One of the other outcomes of this Convention was the decision to develop a long term strategy for the integration of biodiversity into productive sectors such as mining, manufacturing and processing as well as an infrastructure. It can be argued that this may seem contradicting for conservation to be integrated into these business-centered, development-oriented sectors, as it should be biodiversity that is prioritized in the decision making of these sectors, rather than being an addendum. However, it is a way to start the conversation in various disciplines and spheres of life where biodiversity conservation may not have even been considered previously. As small island developing states, our main concern is the allocation of our limited land resources between development strategies to support the economy and our infrastructure, and the protection of our natural environment. In this regard, the conversation the Convention seeks to bring about with integration of biodiversity into all the aforementioned sectors is a welcomed one.

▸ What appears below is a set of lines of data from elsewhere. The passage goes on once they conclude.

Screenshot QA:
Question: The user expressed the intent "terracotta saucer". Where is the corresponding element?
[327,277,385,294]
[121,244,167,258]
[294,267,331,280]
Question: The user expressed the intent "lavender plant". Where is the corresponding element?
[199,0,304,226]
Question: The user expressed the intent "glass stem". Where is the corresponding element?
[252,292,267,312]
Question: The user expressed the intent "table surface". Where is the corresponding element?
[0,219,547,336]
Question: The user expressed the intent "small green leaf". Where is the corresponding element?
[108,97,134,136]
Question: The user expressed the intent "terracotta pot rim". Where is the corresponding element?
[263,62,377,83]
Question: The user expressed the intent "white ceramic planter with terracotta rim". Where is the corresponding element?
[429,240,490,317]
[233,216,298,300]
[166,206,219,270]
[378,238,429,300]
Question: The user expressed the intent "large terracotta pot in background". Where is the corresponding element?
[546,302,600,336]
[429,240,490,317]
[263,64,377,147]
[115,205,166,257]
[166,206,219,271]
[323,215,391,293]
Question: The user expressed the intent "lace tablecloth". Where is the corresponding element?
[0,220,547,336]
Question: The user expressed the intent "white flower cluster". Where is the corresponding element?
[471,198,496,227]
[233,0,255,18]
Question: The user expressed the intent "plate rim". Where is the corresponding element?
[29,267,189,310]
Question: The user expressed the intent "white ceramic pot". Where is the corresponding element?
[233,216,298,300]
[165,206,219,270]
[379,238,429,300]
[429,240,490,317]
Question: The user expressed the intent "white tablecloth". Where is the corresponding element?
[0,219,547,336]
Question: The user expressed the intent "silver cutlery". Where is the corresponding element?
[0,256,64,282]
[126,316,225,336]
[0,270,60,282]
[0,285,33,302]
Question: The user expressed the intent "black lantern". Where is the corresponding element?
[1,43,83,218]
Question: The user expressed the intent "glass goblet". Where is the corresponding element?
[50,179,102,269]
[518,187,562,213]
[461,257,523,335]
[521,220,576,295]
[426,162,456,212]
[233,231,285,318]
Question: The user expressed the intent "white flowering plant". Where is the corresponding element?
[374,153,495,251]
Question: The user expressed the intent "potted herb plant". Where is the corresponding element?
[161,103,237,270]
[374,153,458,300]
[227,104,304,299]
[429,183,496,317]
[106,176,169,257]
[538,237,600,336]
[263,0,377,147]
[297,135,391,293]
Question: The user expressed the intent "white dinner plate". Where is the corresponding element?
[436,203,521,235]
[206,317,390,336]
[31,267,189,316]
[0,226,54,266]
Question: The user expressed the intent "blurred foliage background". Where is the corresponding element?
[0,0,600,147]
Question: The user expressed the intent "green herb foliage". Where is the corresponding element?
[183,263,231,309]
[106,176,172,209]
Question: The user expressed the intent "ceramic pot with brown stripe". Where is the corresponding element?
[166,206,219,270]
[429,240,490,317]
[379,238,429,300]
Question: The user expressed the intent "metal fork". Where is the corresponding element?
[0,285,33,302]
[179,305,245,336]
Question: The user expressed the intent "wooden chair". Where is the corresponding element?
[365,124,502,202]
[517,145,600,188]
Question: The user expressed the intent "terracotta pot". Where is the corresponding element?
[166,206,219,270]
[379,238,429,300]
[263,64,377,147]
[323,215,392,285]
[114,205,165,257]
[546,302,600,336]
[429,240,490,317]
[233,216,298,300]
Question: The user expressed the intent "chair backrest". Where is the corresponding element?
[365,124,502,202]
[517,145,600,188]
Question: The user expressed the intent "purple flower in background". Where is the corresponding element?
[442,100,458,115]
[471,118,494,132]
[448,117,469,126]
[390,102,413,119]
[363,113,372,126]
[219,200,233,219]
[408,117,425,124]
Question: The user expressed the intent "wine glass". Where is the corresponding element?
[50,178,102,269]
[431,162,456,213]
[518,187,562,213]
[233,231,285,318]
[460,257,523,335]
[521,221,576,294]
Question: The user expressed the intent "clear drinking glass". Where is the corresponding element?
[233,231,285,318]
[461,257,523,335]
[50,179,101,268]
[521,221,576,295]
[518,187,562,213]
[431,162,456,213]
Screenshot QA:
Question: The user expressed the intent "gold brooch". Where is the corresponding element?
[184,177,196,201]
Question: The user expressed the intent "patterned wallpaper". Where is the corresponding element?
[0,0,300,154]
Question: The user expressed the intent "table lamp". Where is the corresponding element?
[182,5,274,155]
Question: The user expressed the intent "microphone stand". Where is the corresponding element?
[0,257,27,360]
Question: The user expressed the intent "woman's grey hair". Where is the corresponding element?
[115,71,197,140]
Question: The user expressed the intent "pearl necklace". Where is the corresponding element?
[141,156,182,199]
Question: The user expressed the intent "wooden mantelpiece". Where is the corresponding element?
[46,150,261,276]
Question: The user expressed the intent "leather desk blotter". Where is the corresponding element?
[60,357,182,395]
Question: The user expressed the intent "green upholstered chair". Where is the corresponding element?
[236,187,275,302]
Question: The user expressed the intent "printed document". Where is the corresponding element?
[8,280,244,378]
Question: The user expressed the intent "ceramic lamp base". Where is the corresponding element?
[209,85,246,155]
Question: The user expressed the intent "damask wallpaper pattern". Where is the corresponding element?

Biodiversity and Climate Change
Another discussion as part of the post-2020 agenda was climate change. Climate change is a global issue that continues to threaten small island developing states. We are on path to a future with increased average global temperatures leading to the ripple down effects of rising sea level, increased intensity and frequency of extreme weather events, droughts, amongst many others. The CBD has always highlighted the need for conserving and restoring ecosystem biodiversity as a strategy to reduce and deal with the impacts of climate change. Mangroves, for example, can store carbon, reducing the levels of carbon dioxide in the atmosphere while also buffering the land from heavy waves associated with intense storms. Hence, at this convention, voluntary guidelines, designed with policy makers and strategic planners in mind, were adopted. These guidelines encompassed how to implement ecosystem based approaches in dealing with climate change and natural disasters. Moving forward, the COP 14 called for the UN General Assembly to designate the next 10 year period between 2021 and 2030 as the UN Decade of Ecosystem Restoration.
Nature and People
The data obtained from science and the direction given by policy are all important but this must translate to action on the ground. Hence, change must also start from the grassroots up. In this regard, recognizing that nature and people are inextricable link, and in preparation for the next COP to be held in China, an action agenda was launched for ‘Nature and People’, an online platform to promote and highlight actions taken - including actions taken by local communities - as it pertains to biodiversity conservation and sustainable use.
Time and time again it has been shown that when local communities, become invested in considering the natural resources as their own, and as important to their wellbeing and livelihood, they take ownership and responsibility to ensure that these resources are protected, creating waves of change within their communities, as with the case of leatherback turtle conservation in Trinidad and Tobago. We have a responsibility to ensure that we support and highlight grassroot groups that seek to protect our unique biodiversity.
As with the end of every COP, it is one step closer to ensuring a global win for biodiversity.